- Ah, è vero... mio padre è fallito, mi diceva lo zio! - Poi, con grido straziante, nascose il volto fra le mani.
- Lasciatemi, cugina, lasciatemi! ... Dio mio! Dio mio! perdonate il babbo... Oh, quanto ha dovuto soffrire! -
V'era un non so che di terribile e di commovente in quella angoscia giovanile, vera, schietta, senza calcolo; qualcosa di fieramente pudico, che le anime semplici delle due donne compresero subito, non appena fece loro cenno di lasciarlo solo. Scesero tacite a riprendere i loro posti vicino alla finestra e lavorarono per circa un'ora senza scambiarsi una parola. La fanciulla aveva visto nella stanza, con un colpo d'occhio, i graziosi ninnoli di toeiletta; le forbici, i rasoi ornati d'oro; e quell'avanzo di lusso in mezzo a tanto strazio aveva accresciuto il suo affetto per Carlo, quasi in forza del contrasto. Mai cosí grave avvenimento né spettacolo cosí drammatico avevano colpito la immaginazione di quei due esseri sempre immersi nella calma e nella solitudine.
- Mamma, noi porteremo il lutto per lo zio.
- Questo deve ordinarlo tuo padre - rispose la buona donna.
E stettero zitte di nuovo, mentre Eugenia tirava i suoi punti con una regolarità di moti da cui un osservatore avrebbe capito a che si volgeva quella meditazione: il piú grande desiderio dell'adorabile creatura era di partecipare, ora, al dolore del cugino.

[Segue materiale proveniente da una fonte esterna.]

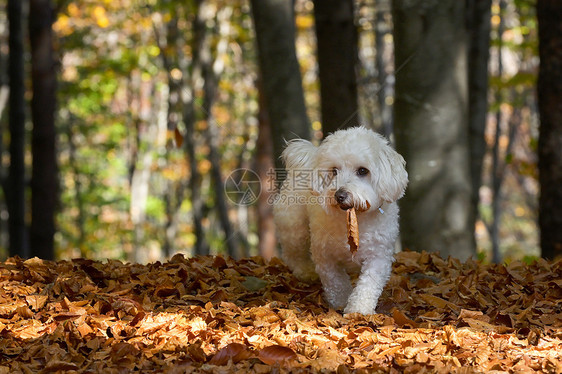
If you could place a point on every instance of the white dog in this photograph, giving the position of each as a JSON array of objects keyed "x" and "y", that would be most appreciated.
[{"x": 355, "y": 168}]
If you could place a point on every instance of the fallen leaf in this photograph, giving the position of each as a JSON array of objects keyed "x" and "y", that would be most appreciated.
[
  {"x": 233, "y": 351},
  {"x": 276, "y": 354}
]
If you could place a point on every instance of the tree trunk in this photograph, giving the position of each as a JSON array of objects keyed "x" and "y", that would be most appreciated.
[
  {"x": 16, "y": 180},
  {"x": 549, "y": 88},
  {"x": 267, "y": 246},
  {"x": 381, "y": 63},
  {"x": 479, "y": 12},
  {"x": 336, "y": 37},
  {"x": 282, "y": 84},
  {"x": 44, "y": 182},
  {"x": 431, "y": 125}
]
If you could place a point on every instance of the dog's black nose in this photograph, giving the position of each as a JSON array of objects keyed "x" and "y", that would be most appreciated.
[{"x": 341, "y": 196}]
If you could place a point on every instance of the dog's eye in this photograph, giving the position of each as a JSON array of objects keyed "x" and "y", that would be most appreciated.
[{"x": 362, "y": 171}]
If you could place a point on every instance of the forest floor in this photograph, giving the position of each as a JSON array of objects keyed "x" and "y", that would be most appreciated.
[{"x": 217, "y": 315}]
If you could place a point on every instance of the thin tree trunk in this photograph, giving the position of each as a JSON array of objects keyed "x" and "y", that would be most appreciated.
[
  {"x": 201, "y": 247},
  {"x": 267, "y": 247},
  {"x": 336, "y": 36},
  {"x": 16, "y": 179},
  {"x": 282, "y": 85},
  {"x": 479, "y": 12},
  {"x": 44, "y": 180},
  {"x": 381, "y": 64},
  {"x": 211, "y": 79},
  {"x": 549, "y": 89},
  {"x": 431, "y": 129}
]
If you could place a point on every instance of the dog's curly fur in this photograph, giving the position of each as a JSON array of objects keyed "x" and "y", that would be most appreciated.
[{"x": 355, "y": 167}]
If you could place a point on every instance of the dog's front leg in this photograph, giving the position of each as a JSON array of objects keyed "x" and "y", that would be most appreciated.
[
  {"x": 374, "y": 275},
  {"x": 336, "y": 284}
]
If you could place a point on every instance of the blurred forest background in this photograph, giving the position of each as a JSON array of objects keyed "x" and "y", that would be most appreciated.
[{"x": 121, "y": 120}]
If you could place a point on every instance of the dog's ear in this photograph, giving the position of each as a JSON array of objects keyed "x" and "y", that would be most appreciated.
[{"x": 391, "y": 178}]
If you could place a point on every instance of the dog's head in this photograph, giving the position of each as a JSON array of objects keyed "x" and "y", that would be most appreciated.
[{"x": 357, "y": 167}]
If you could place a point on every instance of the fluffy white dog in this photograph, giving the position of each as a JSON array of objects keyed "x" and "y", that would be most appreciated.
[{"x": 352, "y": 168}]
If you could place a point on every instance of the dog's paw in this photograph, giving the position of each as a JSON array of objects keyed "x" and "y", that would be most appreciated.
[
  {"x": 306, "y": 275},
  {"x": 358, "y": 308}
]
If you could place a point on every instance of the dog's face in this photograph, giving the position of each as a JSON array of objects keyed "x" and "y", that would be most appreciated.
[{"x": 357, "y": 168}]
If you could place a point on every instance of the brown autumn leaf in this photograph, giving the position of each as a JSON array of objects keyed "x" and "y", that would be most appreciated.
[
  {"x": 352, "y": 230},
  {"x": 178, "y": 138},
  {"x": 276, "y": 354},
  {"x": 435, "y": 315},
  {"x": 233, "y": 351}
]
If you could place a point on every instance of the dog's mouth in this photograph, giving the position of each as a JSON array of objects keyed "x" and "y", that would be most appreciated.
[{"x": 344, "y": 200}]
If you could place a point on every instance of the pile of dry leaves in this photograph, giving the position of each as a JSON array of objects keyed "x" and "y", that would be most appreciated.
[{"x": 211, "y": 314}]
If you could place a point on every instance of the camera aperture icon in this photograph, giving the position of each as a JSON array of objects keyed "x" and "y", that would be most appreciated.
[{"x": 242, "y": 187}]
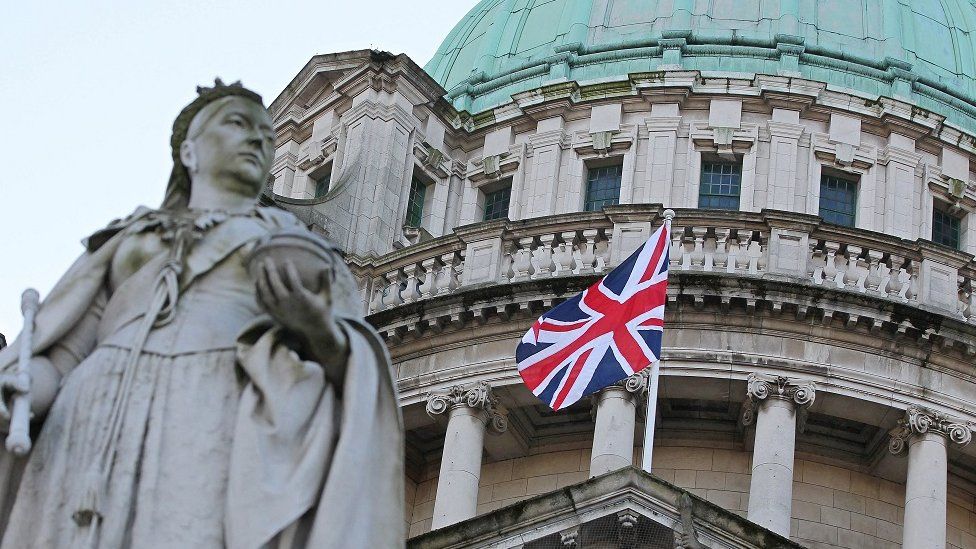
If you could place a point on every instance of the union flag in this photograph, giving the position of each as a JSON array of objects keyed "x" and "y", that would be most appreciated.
[{"x": 603, "y": 335}]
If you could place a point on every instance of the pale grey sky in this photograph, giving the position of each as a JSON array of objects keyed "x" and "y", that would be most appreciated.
[{"x": 89, "y": 91}]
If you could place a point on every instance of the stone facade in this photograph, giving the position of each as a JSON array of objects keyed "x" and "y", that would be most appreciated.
[{"x": 794, "y": 347}]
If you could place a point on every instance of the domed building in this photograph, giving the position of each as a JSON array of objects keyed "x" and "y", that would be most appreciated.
[{"x": 818, "y": 377}]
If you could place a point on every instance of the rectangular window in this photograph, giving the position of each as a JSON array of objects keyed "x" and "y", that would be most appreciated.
[
  {"x": 946, "y": 228},
  {"x": 415, "y": 203},
  {"x": 721, "y": 184},
  {"x": 496, "y": 203},
  {"x": 602, "y": 187},
  {"x": 322, "y": 185},
  {"x": 838, "y": 200}
]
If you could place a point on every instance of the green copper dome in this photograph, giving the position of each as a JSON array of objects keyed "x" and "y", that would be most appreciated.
[{"x": 923, "y": 51}]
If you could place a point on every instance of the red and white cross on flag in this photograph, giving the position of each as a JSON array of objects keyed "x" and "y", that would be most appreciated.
[{"x": 603, "y": 335}]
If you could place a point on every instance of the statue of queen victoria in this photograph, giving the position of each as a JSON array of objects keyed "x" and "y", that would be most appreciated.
[{"x": 202, "y": 376}]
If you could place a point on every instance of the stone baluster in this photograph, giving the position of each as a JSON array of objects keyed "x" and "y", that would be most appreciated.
[
  {"x": 509, "y": 250},
  {"x": 817, "y": 262},
  {"x": 775, "y": 405},
  {"x": 708, "y": 247},
  {"x": 542, "y": 257},
  {"x": 563, "y": 254},
  {"x": 522, "y": 259},
  {"x": 391, "y": 295},
  {"x": 448, "y": 279},
  {"x": 410, "y": 291},
  {"x": 757, "y": 253},
  {"x": 873, "y": 280},
  {"x": 603, "y": 253},
  {"x": 471, "y": 410},
  {"x": 926, "y": 434},
  {"x": 687, "y": 249},
  {"x": 830, "y": 262},
  {"x": 587, "y": 251},
  {"x": 698, "y": 253},
  {"x": 857, "y": 274},
  {"x": 676, "y": 252},
  {"x": 720, "y": 257},
  {"x": 967, "y": 298},
  {"x": 616, "y": 421},
  {"x": 379, "y": 287},
  {"x": 742, "y": 262},
  {"x": 429, "y": 268}
]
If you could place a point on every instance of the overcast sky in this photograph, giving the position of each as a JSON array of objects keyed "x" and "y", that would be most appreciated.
[{"x": 89, "y": 91}]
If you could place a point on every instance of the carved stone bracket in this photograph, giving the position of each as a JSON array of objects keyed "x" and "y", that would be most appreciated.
[
  {"x": 478, "y": 396},
  {"x": 761, "y": 387},
  {"x": 918, "y": 421}
]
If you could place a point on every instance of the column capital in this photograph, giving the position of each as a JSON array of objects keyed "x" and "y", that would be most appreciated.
[
  {"x": 919, "y": 421},
  {"x": 765, "y": 387},
  {"x": 478, "y": 396}
]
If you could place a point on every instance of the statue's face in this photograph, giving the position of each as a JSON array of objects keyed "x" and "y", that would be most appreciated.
[{"x": 237, "y": 143}]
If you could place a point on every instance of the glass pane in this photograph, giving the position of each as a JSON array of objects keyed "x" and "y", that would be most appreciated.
[
  {"x": 721, "y": 184},
  {"x": 946, "y": 228},
  {"x": 496, "y": 204},
  {"x": 838, "y": 200},
  {"x": 602, "y": 187},
  {"x": 322, "y": 185},
  {"x": 415, "y": 203}
]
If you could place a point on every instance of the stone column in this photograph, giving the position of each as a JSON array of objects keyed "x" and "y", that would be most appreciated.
[
  {"x": 616, "y": 419},
  {"x": 926, "y": 434},
  {"x": 774, "y": 404},
  {"x": 471, "y": 410}
]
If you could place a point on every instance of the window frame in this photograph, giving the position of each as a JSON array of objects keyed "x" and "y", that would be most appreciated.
[
  {"x": 487, "y": 191},
  {"x": 616, "y": 163},
  {"x": 940, "y": 207},
  {"x": 704, "y": 197},
  {"x": 825, "y": 178},
  {"x": 416, "y": 182}
]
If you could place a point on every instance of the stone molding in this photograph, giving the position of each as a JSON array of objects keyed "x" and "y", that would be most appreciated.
[
  {"x": 476, "y": 395},
  {"x": 762, "y": 387},
  {"x": 919, "y": 421}
]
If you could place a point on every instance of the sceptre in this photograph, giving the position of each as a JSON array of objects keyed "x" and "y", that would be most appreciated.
[{"x": 18, "y": 440}]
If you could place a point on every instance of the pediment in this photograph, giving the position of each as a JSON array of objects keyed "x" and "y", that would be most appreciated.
[{"x": 627, "y": 508}]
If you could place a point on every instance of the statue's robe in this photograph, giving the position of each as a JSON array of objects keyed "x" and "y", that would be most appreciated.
[{"x": 229, "y": 437}]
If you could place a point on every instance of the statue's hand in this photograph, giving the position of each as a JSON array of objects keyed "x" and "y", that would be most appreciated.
[{"x": 305, "y": 314}]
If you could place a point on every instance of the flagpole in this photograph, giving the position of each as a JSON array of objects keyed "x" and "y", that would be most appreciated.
[{"x": 652, "y": 384}]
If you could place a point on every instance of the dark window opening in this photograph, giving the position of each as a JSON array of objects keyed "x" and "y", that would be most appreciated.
[
  {"x": 415, "y": 202},
  {"x": 721, "y": 185},
  {"x": 946, "y": 228},
  {"x": 838, "y": 200},
  {"x": 496, "y": 203},
  {"x": 602, "y": 187}
]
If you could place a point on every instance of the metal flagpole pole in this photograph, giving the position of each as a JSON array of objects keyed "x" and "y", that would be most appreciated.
[{"x": 652, "y": 383}]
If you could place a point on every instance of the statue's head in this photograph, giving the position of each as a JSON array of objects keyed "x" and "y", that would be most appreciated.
[{"x": 225, "y": 134}]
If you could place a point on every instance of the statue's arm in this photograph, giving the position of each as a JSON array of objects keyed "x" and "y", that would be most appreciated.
[
  {"x": 307, "y": 316},
  {"x": 49, "y": 367}
]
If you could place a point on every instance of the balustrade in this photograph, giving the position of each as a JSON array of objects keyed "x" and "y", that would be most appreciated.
[{"x": 575, "y": 245}]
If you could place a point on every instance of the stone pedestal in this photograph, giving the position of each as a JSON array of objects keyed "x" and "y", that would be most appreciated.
[
  {"x": 470, "y": 410},
  {"x": 926, "y": 435},
  {"x": 616, "y": 420},
  {"x": 774, "y": 405}
]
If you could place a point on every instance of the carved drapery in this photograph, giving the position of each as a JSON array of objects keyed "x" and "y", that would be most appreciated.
[{"x": 918, "y": 421}]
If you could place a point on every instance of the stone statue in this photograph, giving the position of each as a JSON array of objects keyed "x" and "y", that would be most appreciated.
[{"x": 202, "y": 376}]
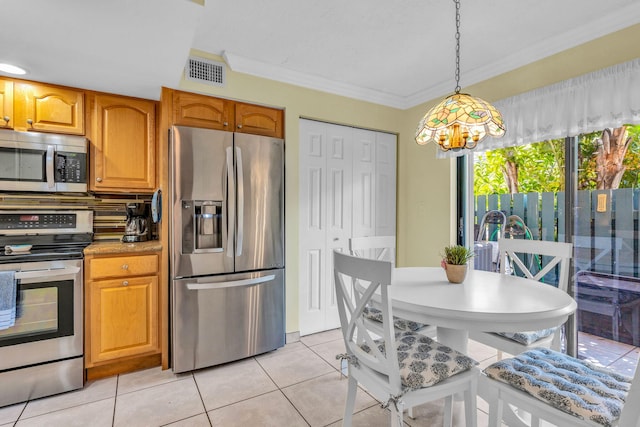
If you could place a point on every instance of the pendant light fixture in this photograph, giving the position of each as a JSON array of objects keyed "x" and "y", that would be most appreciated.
[{"x": 460, "y": 120}]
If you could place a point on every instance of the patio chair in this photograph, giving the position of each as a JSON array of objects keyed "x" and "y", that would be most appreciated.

Verso le quattro un colpo brusco di battente fece sussultare la signora Grandet.
- Che ha tuo padre? - chiese alla figlia.
Il vignarolo entrò tutto lieto, si tolse i guanti e si fregò le mani cosí forte che le avrebbe scorticate se la pelle non fosse stata dura come un cuoio di Russia; prese a passeggiare in su e giú, a guardar il tempo, ed alla fine il segreto gli sfuggí.